In healthy elderly subjects (56 to 67 years old) the mean time-to-peak concentration of levodopa after a single dose of 50 mg/200 mg carbidopa and levodopa extended-release was about 2 hours as compared to 0.5 hours after standard carbidopa and levodopa. The maximum concentration of levodopa after a single dose of carbidopa and levodopa extended-release was about 35% of the standard carbidopa and levodopa (1151 vs. 3256 ng/mL). The extent of availability of levodopa from carbidopa and levodopa extended-release was about 70 to 75% relative to intravenous levodopa or standard carbidopa and levodopa in the elderly. The absolute bioavailability of levodopa from carbidopa and levodopa extended-release (relative to I.V.) in young subjects was shown to be only about 44%. The extent of availability and the peak concentrations of levodopa were comparable in the elderly after a single dose and at steady state after t.i.d. administration of 50 mg/200 mg carbidopa and levodopa extended-release. In elderly subjects, the average trough levels of levodopa at steady state after the extended-release tablet were about 2 fold higher than after the standard carbidopa and levodopa (163 vs. 74 ng/mL).
In these studies, using similar total daily doses of levodopa, plasma levodopa concentrations with carbidopa and levodopa extended-release fluctuated in a narrower range than with carbidopa and levodopa. Because the bioavailability of levodopa from carbidopa and levodopa extended-release relative to carbidopa and levodopa is approximately 70 to 75%, the daily dosage of levodopa necessary to produce a given clinical response with the extended-release formulation will usually be higher.
The extent of availability and peak concentrations of levodopa after a single dose of 50 mg/200 mg carbidopa and levodopa extended-release increased by about 50% and 25%, respectively, when administered with food.
At steady state, the bioavailability of carbidopa from carbidopa and levodopa tablet is approximately 99% relative to the concomitant administration of carbidopa and levodopa. At steady state, carbidopa bioavailability from 50 mg/200 mg carbidopa and levodopa extended-release is approximately 58% relative to that from carbidopa and levodopa .
Pyridoxine hydrochloride (vitamin B6 ), in oral doses of 10 mg to 25 mg, may reverse the effects of levodopa by increasing the rate of aromatic amino acid decarboxylation. Carbidopa inhibits this action of pyridoxine.
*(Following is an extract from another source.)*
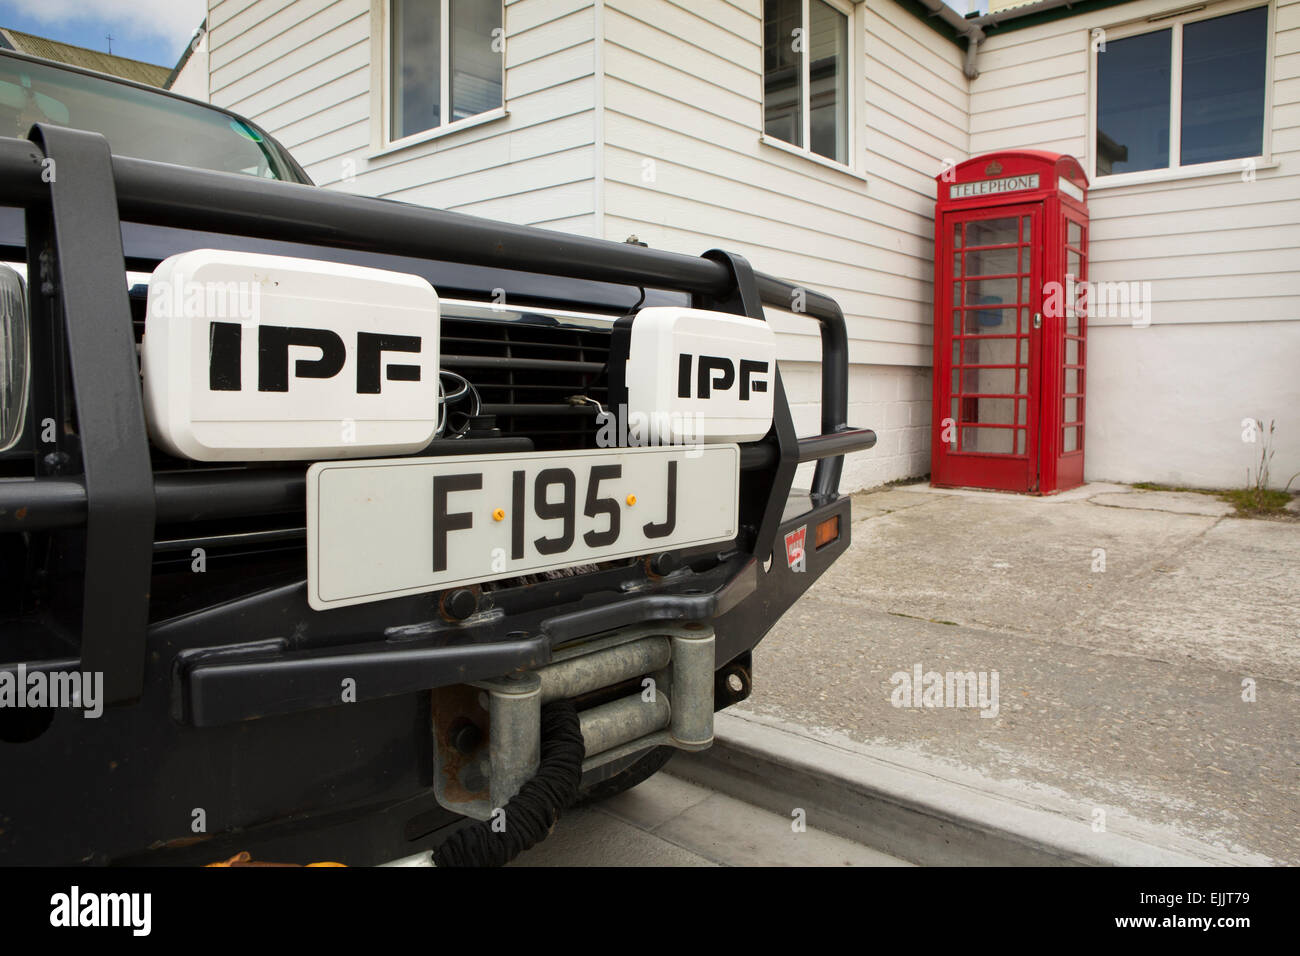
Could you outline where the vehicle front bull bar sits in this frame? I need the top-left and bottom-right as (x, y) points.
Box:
(0, 128), (876, 706)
Geriatric: A study in eight young healthy subjects (21 to 22 yr) and eight elderly healthy subjects (69 to 76 yr) showed that the absolute bioavailability of levodopa was similar between young and elderly subjects following oral administration of levodopa and carbidopa. However, the systemic exposure (AUC) of levodopa was increased by 55% in elderly subjects compared to young subjects. Based on another study in forty patients with Parkinson’s disease, there was a correlation between age of patients and the increase of AUC of levodopa following administration of levodopa and an inhibitor of peripheral dopa decarboxylase. AUC of levodopa was increased by 28% in elderly patients (≥ 65 yr) compared to young patients (< 65 yr). Additionally, mean value of Cmax for levodopa was increased by 24% in elderly patients (≥ 65 yr) compared to young patients (< 65 yr) (see PRECAUTIONS, Geriatric Use). The AUC of carbidopa was increased in elderly subjects (n=10, 65 to 76 yr) by 29% compared to young subjects (n=24, 23 to 64 yr) following IV administration of 50 mg levodopa with carbidopa (50 mg). This increase is not considered a clinically significant impact.